Ketika bertemu dengan Tang Hui Lan, diam-diam Coa Leng Kun merasa girang sekali. Hui Lan adalah puteri musuh besarnya. Dia ingin mendekati gadis itu, kalau mungkin memperisterinya sehingga kelak dengan mudah dia dapat mengatur untuk membalas dendamnya dan menyeret keluarga musuh besarnya itu ke lembah kehancuran.

Akan tetapi Hui Lan meninggalkannya dan tidak mau dekat dengannya, maka diapun berusaha untuk mengejar. Akan tetapi dia kehilangan jejak gadis perkasa itu. Maka, diapun melakukan perjalanan ke Kui-liong-san untuk menyelidiki tentang Pek-lui-kiam dan kalau mungkin merampasnya. Inilah sebabnya mengapa dia berada di hutan di kaki gunung Kui-liong-san dan secara kebetulan dapat bertemu dengan Bwe Hwa.

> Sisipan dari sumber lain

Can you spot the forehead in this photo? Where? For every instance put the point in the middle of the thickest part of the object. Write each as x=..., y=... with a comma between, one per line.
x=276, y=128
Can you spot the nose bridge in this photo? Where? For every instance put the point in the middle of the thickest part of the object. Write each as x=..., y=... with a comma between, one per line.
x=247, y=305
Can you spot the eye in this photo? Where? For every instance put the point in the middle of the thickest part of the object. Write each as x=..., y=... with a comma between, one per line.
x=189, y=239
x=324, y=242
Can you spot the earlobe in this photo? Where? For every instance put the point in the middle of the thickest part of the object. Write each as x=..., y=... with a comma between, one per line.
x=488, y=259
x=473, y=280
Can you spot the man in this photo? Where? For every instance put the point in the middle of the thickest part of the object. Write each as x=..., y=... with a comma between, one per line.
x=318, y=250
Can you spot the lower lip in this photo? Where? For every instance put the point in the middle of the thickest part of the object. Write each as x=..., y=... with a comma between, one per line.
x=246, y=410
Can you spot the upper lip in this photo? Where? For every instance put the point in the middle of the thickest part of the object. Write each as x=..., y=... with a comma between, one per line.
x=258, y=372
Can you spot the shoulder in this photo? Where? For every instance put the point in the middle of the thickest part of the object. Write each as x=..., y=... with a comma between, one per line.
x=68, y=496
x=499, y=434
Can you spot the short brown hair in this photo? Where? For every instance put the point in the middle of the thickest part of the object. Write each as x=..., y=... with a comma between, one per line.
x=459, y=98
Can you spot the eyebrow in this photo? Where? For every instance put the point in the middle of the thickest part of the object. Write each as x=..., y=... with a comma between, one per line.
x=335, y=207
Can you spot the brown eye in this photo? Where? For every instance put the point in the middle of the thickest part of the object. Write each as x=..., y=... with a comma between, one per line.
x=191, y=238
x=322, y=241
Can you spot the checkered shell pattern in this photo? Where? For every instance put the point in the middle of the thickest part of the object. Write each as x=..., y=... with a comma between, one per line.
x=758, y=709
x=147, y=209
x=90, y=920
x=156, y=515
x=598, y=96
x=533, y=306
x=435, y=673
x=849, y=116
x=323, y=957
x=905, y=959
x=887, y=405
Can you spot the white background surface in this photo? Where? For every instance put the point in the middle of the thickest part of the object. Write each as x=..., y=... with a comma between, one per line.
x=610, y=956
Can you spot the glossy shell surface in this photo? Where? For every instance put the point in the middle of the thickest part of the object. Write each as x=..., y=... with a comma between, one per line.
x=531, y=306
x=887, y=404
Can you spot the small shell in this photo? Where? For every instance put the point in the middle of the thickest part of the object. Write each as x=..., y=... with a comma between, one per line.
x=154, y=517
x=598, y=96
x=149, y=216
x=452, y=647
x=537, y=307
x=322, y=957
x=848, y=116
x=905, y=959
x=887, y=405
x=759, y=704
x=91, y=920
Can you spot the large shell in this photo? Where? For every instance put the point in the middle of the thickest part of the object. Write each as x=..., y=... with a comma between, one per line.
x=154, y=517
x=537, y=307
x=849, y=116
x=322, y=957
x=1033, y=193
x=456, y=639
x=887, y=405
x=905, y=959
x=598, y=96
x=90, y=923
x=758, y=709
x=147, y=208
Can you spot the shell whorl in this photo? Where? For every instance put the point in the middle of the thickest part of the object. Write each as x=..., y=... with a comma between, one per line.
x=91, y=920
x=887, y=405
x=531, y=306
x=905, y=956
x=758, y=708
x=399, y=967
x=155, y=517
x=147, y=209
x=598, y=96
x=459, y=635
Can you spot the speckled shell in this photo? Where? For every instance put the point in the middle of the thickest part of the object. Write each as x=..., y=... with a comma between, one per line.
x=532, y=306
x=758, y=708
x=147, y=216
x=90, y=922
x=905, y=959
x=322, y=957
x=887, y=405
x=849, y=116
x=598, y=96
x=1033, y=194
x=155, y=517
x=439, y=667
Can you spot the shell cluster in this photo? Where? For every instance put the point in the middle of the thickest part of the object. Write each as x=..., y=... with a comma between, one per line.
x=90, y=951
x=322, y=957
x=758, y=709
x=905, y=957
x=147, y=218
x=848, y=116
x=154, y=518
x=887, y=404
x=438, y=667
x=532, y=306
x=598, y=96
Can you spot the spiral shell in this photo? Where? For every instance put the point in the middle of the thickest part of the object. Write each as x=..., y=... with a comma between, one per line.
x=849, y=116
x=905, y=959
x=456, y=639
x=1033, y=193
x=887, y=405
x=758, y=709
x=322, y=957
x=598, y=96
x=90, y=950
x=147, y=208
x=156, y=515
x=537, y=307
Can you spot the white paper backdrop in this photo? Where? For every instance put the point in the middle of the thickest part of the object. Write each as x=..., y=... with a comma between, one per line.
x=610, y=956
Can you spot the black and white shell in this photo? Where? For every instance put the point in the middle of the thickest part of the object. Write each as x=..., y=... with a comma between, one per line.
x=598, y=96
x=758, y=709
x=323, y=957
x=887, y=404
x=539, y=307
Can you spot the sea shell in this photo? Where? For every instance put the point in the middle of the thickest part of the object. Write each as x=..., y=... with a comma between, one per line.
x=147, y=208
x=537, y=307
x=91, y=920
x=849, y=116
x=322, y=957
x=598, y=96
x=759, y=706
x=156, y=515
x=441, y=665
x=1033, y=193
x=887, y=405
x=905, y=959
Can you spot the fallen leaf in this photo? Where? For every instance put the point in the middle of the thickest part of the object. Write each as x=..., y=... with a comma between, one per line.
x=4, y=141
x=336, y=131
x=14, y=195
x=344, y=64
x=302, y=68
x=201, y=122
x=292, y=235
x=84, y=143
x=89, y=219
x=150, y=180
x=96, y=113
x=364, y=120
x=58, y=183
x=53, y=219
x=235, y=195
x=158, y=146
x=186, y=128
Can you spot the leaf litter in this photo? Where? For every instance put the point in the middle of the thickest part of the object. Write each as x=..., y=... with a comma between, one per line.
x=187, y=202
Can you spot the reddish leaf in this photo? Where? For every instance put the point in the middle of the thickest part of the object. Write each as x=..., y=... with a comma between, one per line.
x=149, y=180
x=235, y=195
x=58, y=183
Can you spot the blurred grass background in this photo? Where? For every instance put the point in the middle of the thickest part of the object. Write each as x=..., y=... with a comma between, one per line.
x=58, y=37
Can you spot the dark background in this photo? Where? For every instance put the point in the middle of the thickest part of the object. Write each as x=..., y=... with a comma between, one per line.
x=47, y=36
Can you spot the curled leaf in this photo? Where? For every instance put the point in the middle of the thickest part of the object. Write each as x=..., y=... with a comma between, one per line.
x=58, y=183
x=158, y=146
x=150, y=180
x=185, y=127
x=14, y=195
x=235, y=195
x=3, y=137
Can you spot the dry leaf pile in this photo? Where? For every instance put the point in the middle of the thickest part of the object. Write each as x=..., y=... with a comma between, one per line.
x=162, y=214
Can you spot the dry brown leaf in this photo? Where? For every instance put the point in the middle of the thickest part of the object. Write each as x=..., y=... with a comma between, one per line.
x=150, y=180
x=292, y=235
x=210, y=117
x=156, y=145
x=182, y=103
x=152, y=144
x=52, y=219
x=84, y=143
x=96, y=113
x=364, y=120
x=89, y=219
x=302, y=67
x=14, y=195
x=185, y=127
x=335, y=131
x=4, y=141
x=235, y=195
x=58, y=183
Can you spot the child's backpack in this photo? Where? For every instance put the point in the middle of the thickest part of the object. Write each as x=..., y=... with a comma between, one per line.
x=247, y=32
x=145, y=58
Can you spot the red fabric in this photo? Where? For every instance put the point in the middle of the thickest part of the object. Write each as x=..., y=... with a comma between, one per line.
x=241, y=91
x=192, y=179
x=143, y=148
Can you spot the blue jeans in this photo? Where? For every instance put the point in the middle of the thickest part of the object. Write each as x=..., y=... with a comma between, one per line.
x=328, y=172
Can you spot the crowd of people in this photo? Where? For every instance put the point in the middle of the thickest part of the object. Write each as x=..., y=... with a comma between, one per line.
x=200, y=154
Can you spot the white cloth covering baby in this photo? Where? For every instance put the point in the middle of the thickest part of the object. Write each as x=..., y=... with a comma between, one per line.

Bwe Hwa adalah seorang gadis yang keras hati. Kalau orang bersikap keras kepadanya, tentu dia akan menjadi marah. Akan tetapi kalau orang bersikap lembut dan hormat kepadanya, ia menjadi seorang gadis yang lembut pula. Mendengar pemuda itu memperkenalkan diri dan bersikap demikian sopan, ia merasa tidak enak kalau tidak menanggapinya. Iapun membalas penghormatan orang dan memperkenalkan dirinya.